Chablis l’observait à distance depuis qu’il avait reçu dans l’après-midi son sibyllin message par téléphone : Tiens toi à la fenêtre ce soir. Se plaçant hors service, il avait tenu à occuper le terrain tant il connaissait la motivation de Sauternes pour semer la pagaille. Il le suivît et se cacha dans les bois. Sauternes devinait sa présence alors que son guet était bien engagé dans le silence de la nuit rythmé par le chant d’un couple de chouettes hulottes.
Alors qu’un flux de vélos s’approchait, diffusant son sifflement désagréable qui précédait un faible halo avançant, des gerbes d’étincelles scintillantes et propulsées à l’horizontale surgirent à flanc de dune dans les houppiers des pins. Tout en courant, Sauternes tirait des pétards à la fronde sur la colonne cycliste qu’il remontait à flanc de dune. Une magnifique frondaison sonore et mobile se répandait latéralement à la piste. Depuis son poste d’observation Chablis reconnaissait son Sauternes à l’oeuvre. L’affaire devint plus sérieuse avec le lancer de grenades sonores à panache blanc. De noir vêtu et cagoulé, Sauternes bondissait parmi les arbousiers vidant son arsenal. Les rombiers avaient mis pied à terre et s’échappaient en tous sens poussant leur vélo. L’un d’eux avait décampé sans sa monture qui gisait au sol sacoches au flanc. Sangliers, cervidés, lapins et oiseaux de tous bords n’avaient rien manqué du spectacle.
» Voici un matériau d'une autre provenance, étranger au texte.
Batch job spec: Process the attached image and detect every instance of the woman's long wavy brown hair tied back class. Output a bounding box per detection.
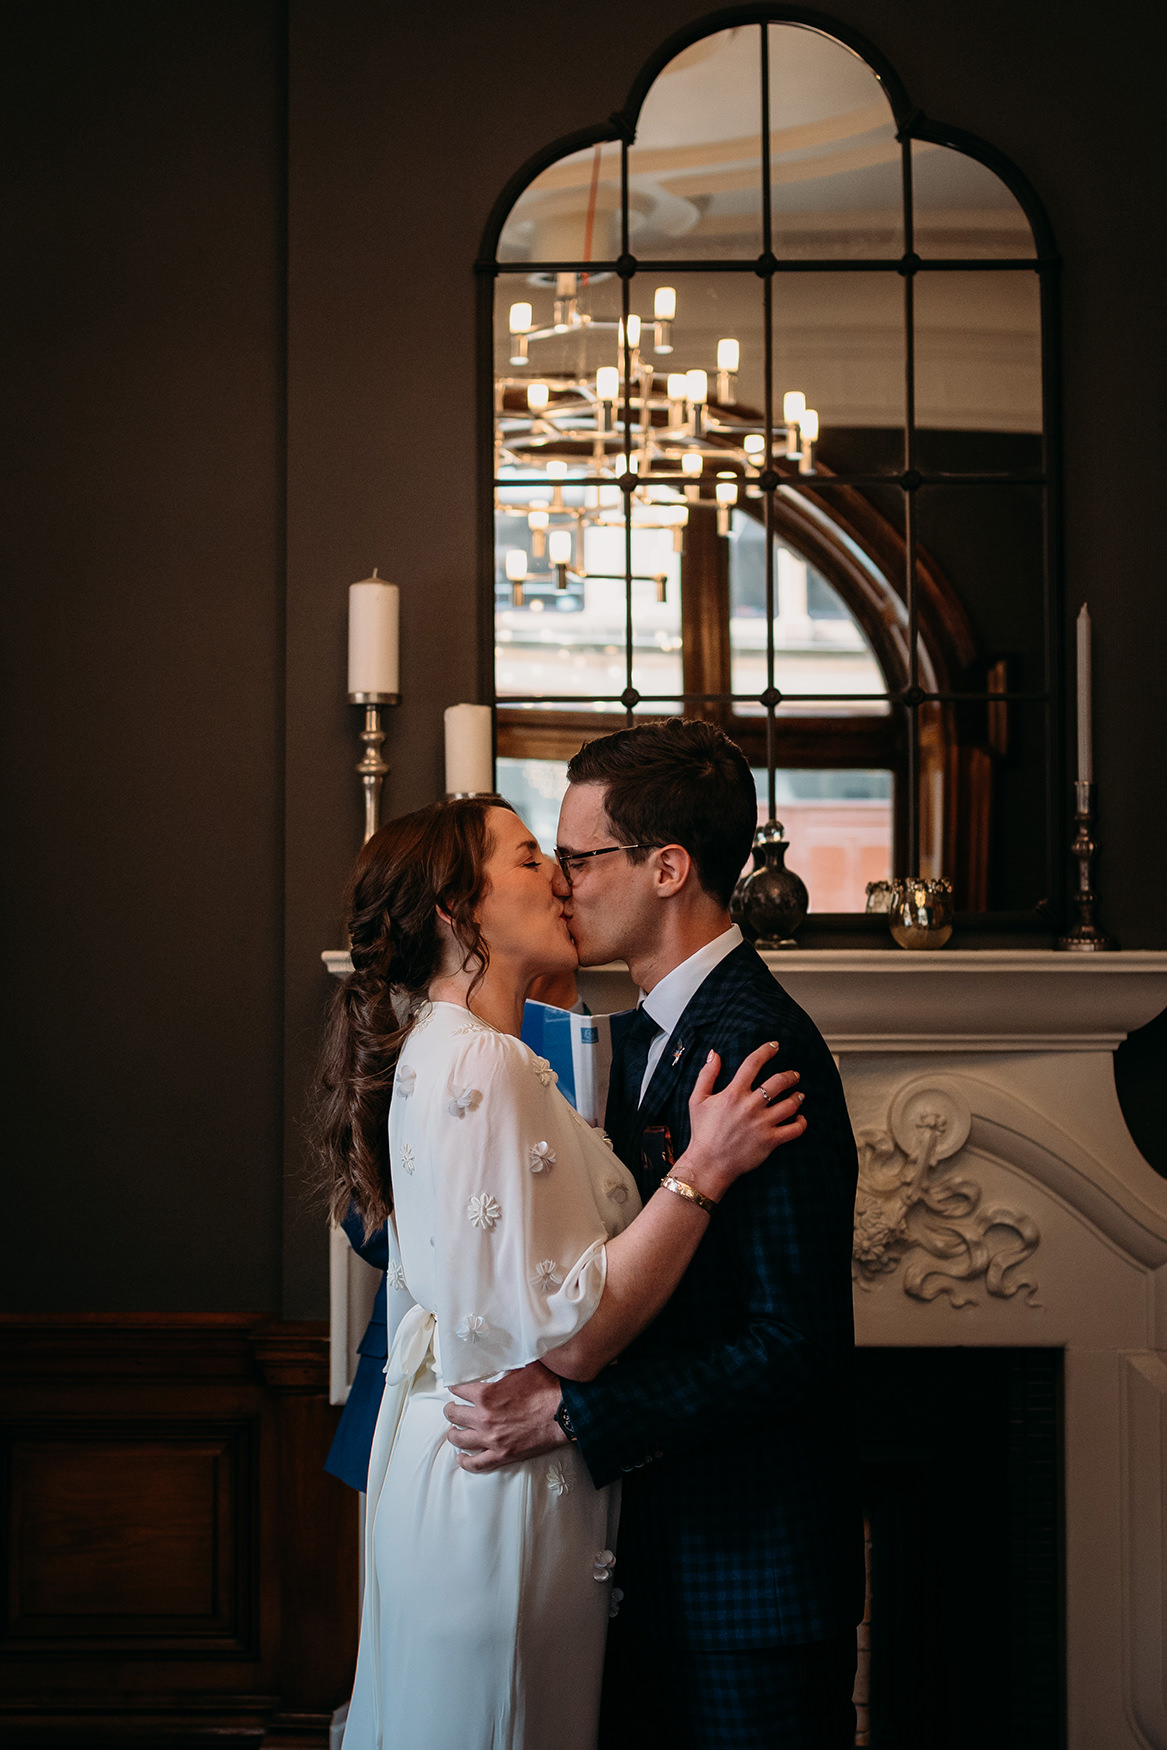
[313,798,499,1234]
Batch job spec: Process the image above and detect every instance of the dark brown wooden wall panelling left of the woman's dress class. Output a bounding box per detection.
[0,1314,359,1750]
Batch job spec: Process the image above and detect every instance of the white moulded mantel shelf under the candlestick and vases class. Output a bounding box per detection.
[320,949,1167,1052]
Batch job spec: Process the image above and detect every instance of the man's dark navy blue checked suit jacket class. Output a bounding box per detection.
[563,943,863,1650]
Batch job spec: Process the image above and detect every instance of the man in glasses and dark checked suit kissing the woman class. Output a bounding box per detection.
[446,719,863,1750]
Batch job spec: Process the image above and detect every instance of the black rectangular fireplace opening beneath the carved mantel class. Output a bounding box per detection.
[856,1348,1066,1750]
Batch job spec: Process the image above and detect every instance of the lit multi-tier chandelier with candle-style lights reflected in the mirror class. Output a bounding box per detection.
[495,273,819,607]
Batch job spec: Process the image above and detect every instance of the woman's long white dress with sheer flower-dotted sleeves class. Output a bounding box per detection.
[345,1003,640,1750]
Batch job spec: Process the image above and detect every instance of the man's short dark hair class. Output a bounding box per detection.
[567,718,758,905]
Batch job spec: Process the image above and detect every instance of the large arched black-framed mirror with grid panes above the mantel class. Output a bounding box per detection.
[479,7,1060,919]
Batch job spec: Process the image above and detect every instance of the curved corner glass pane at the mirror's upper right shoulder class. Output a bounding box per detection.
[912,140,1036,261]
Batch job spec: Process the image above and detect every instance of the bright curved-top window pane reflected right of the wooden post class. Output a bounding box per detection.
[730,513,891,710]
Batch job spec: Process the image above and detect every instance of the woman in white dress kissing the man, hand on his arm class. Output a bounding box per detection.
[320,800,805,1750]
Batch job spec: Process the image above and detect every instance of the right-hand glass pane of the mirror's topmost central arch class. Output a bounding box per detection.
[768,25,903,259]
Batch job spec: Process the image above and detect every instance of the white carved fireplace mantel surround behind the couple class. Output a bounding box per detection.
[327,949,1167,1750]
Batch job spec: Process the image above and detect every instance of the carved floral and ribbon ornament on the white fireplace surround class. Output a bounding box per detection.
[852,1082,1041,1307]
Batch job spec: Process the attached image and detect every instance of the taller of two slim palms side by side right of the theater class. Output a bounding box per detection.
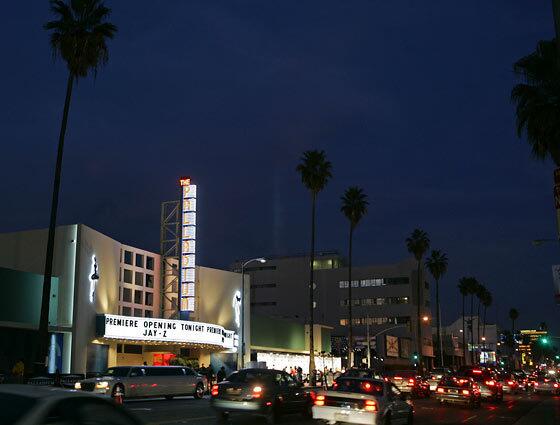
[296,150,332,376]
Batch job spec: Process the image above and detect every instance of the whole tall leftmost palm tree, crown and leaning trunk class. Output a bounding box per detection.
[39,0,117,370]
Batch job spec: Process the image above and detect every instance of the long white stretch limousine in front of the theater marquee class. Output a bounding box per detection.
[74,366,206,399]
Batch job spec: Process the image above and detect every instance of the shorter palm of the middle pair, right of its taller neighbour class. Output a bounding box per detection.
[340,186,368,366]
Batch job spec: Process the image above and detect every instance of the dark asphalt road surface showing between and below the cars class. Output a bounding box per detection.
[125,394,560,425]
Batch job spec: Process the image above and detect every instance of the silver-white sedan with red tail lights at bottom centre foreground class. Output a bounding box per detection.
[312,377,414,425]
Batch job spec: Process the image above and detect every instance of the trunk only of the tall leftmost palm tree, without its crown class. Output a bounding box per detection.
[36,73,74,372]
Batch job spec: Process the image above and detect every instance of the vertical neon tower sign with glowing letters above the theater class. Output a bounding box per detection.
[179,177,196,319]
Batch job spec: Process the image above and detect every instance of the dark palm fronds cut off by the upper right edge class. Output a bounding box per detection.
[511,40,560,167]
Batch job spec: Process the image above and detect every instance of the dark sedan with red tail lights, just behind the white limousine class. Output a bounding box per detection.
[210,369,314,423]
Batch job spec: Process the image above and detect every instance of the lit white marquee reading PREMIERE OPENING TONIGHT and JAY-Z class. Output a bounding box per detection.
[97,314,236,350]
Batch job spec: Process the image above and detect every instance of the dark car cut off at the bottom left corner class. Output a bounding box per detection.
[0,384,141,425]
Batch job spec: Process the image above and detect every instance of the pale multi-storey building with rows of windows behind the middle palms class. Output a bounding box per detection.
[232,252,433,367]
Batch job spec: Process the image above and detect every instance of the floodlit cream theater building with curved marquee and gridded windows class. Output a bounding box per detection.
[0,224,250,373]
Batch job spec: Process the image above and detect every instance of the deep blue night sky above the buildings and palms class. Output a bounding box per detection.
[0,0,560,333]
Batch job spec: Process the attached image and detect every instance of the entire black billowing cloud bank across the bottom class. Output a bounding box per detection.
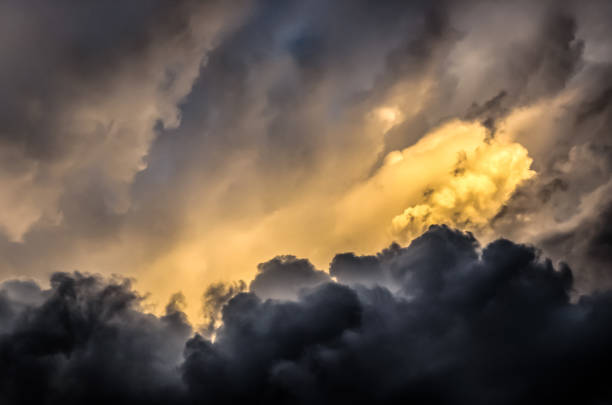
[0,226,612,404]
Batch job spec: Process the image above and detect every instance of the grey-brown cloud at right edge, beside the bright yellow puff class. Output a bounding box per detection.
[493,60,612,291]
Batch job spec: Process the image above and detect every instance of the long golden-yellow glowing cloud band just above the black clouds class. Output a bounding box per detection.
[139,117,535,319]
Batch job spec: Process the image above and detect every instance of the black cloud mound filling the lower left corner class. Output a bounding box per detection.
[0,273,191,404]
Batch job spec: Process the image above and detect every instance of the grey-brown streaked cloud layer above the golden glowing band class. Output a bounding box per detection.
[0,1,610,294]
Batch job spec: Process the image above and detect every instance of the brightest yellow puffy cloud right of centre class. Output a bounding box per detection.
[357,118,535,240]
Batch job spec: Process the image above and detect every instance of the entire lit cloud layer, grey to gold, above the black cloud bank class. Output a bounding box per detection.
[0,0,612,316]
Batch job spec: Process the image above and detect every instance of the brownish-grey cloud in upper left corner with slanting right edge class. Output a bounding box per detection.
[0,1,245,241]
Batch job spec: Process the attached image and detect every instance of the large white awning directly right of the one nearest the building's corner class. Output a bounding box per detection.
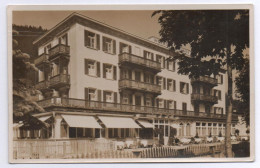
[98,116,141,128]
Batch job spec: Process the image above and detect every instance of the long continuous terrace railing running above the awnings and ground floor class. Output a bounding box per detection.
[38,98,240,120]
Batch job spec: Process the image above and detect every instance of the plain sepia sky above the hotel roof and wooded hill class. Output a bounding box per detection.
[13,10,160,38]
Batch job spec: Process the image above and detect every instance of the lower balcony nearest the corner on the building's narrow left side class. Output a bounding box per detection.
[49,74,70,88]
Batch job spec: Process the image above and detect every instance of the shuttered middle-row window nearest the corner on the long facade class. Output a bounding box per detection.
[85,59,100,77]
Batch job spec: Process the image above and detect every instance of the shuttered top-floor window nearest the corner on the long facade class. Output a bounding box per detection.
[85,30,100,50]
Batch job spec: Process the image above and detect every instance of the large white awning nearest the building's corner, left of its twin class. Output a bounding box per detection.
[61,115,102,128]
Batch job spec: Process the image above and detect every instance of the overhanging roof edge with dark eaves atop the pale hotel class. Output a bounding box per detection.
[33,12,175,54]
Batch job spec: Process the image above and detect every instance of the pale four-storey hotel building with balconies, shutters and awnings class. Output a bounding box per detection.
[13,13,237,144]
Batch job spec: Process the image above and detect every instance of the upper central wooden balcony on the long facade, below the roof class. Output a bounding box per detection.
[119,53,161,72]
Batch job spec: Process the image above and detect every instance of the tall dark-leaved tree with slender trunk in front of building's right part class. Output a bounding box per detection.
[152,10,249,157]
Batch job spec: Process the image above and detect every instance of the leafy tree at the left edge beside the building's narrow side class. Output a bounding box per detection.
[12,30,44,124]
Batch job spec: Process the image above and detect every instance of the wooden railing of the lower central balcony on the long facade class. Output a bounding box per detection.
[119,79,161,94]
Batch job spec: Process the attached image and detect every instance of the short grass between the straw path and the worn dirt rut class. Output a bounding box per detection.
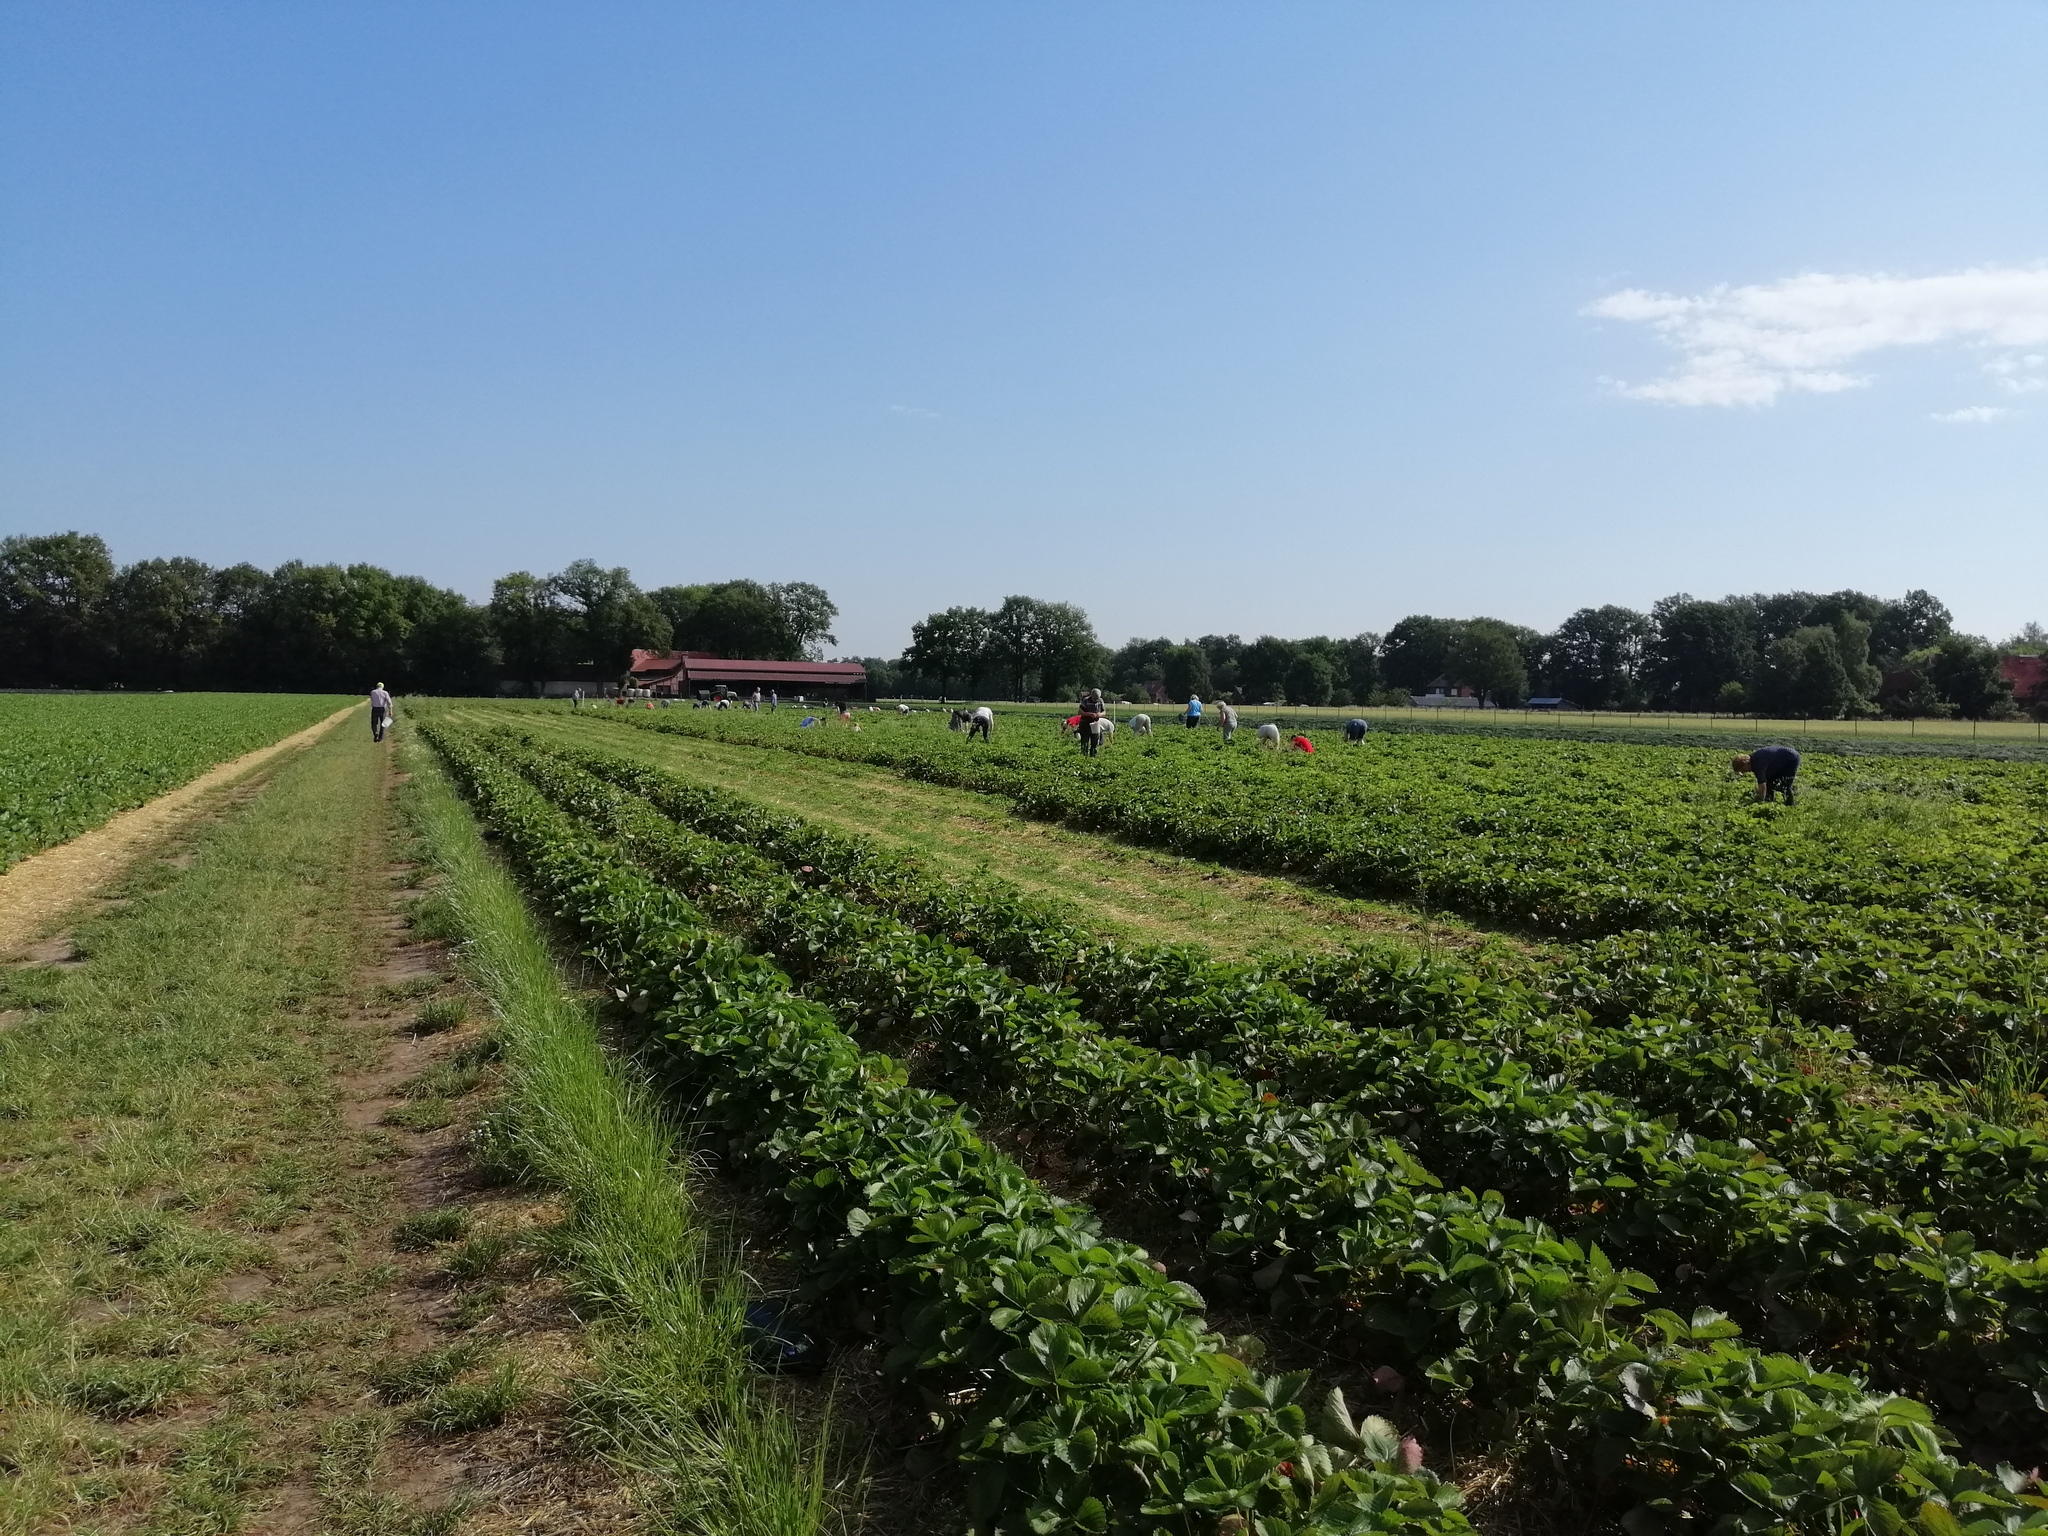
[0,729,393,1536]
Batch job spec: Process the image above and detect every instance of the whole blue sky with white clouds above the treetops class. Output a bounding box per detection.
[0,0,2048,653]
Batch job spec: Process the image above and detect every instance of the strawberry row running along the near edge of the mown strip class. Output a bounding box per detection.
[532,741,2048,1249]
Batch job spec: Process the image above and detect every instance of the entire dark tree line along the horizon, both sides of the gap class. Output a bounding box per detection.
[0,532,2048,719]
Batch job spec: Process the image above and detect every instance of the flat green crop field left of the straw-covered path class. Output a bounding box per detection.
[0,694,354,870]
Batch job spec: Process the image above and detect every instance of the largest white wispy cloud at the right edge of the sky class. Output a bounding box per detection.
[1585,266,2048,406]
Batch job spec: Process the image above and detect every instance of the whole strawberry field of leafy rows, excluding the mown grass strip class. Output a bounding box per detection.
[426,709,2048,1536]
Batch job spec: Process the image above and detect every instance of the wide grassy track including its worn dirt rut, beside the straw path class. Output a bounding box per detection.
[0,731,639,1536]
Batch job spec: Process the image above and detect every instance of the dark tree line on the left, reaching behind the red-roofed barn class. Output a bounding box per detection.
[0,532,838,694]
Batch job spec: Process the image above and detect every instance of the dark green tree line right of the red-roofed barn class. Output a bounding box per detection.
[884,592,2048,719]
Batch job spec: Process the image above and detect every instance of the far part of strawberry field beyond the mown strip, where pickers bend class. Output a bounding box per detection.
[544,707,2048,1063]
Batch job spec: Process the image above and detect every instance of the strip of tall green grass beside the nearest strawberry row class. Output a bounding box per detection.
[406,729,850,1536]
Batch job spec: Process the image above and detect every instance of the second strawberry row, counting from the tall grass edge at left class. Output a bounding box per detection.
[464,724,2048,1528]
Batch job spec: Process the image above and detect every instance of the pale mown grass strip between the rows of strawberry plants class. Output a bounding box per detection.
[487,711,1513,956]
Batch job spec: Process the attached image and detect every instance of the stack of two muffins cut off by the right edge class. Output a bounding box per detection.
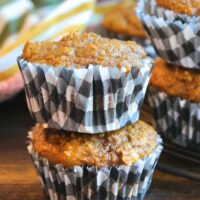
[137,0,200,151]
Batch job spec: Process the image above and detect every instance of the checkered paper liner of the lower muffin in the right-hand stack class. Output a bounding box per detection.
[147,87,200,151]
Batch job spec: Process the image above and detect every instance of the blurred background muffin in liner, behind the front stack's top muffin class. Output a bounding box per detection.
[102,1,156,57]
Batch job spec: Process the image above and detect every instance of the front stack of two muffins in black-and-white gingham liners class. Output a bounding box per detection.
[18,33,162,200]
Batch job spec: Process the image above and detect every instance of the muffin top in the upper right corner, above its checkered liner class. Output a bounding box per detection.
[156,0,200,16]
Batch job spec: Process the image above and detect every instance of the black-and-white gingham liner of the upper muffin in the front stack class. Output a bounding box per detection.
[18,58,153,134]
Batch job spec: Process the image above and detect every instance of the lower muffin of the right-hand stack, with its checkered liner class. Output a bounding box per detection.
[148,58,200,151]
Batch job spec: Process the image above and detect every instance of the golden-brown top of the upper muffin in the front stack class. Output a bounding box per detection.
[22,33,146,71]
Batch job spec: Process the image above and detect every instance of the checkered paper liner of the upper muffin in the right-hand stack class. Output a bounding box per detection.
[136,1,200,69]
Le chien Médoc aboyait au loin. Le calme revenu, Chablis avait rejoint Sauternes autour du fat bike gisant.
Sauternes accroupi avait ouvert les sacoches dont il retirait des boîtes de médicaments et de masques chirurgicaux ainsi que des paquets d’herbes séchées finement conditionnés. Un ruban serpentine mauve fermait chaque sachet.
HydroxyChlorophylla de la Sierra Nevada.
Tel était le nom de ces petits emballages dont l’un, éventré, sentait la garrigue, la lavande et thym.
« – On se risque sur le bizarre ? » déclara Sauternes en goûtant aux brindilles.
« – On aurait pas dû arrêter la fabrication de l’herbe de jardin, ça réduisait le taux de connerie » ajouta Chablis.
« – Sûr, les analyses de sang étaient imparables sur le sujet : les neurones brillants, jamais ne revenaient avec la prise d’herbe à lapin ».
Les deux compères remontaient vers la villa alors qu’en sens inverse par des chemins éloignés la faune refluait vers ses repaires. Une nuit d’ivresse porta dans la forêt des tirades d’histoires brisées d’amoureux mélancoliques d’oeuvres de jeunesse à jamais enfuies. Chablis et Sauternes avaient convoqué muscadet et meursault à une aimable dinguerie sur la terrasse de la villa en bois. Les bouteilles vides roulaient et fuyaient vers le sable qu’un prompt soleil de printemps faisait miroiter à l’aurore frémissante d’un enfermement des libertés alors que les deux compères assignés à canapé gisaient.
Fin de la Pension des Fuites (saison 1).